CRE Price Growth Slips
U.S. commercial real estate prices slipped in December to the slowest annual growth rate since 2012, said Real Capital Analytics, New York.
RCA Analytics Manager Elizabeth Szep said the firm’s National All Property Index rose 6.2 percent from a year prior, down significantly from the 8.5 percent growth rate seen in early 2018.
“Monthly price gains also edged lower,” Szep said, noting prices rose just 0.3 percent in December compared to 0.5 percent on average for the first 11 months of the year.
Analyzing properties owned by real estate investment trusts, Green Street Advisors, Newport Beach, Calif., reported “modest” price growth for the year–and no growth in December.

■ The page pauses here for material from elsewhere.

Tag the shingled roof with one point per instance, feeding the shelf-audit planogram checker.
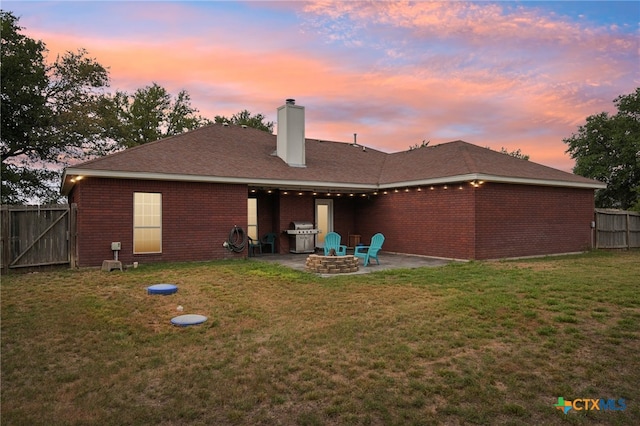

The Green Street Commercial Property Price Index increased 2 percent during 2018, Green Street Advisors Managing Director Peter Rothemund said.
“Property appreciation was almost nonexistent in the second half of 2018 as most properties saw only slight changes in price,” Rothemund said. He noted one exception: manufactured home community prices rose more than 10 percent over the past six months. “On the other hand, mall values continued their downward slide,” he said.
Szep said apartment assets saw the highest annual price growth among property types at 8.9 percent year-over-year, “albeit slowed from the double-digit pace set at the start of 2018,” she said. “Price increases in the apartment sector have been driven by gains in secondary and tertiary markets since 2016.”
Suburban office property price growth represented the year’s biggest surprise, Szep said. They registered year-end growth second only to apartments at 8.2 percent year-over-year, almost double the rate seen at year-end 2017.
Industrial properties also logged strong growth by increasing 7.9 percent for the year, RCA reported. “This comes as no surprise as investors continue to flock to the sector to buy their position in the national supply chain,” Szep said. “The volume of industrial property sales in 2018 was greater than any year since Real Capital Analytics began tracking property markets.”
Across property types, prices are now 26 percent above their peak prior to the Global Financial Crisis, Szep said. “However, when taking inflation into account, growth is more modest at 4 percent above those 2007 highs,” she said.
CoStar, Washington, D.C., called overall transaction activity “elevated” for the year. Composite pair volume reached $144.7 billion in 2018 despite moderating sale prices, up 10 percent from 2017, the research firm’s Commercial Repeat Sale Index said.
The lower end of the commercial property market had slightly more sales activity momentum than among higher-end assets, CoStar reported.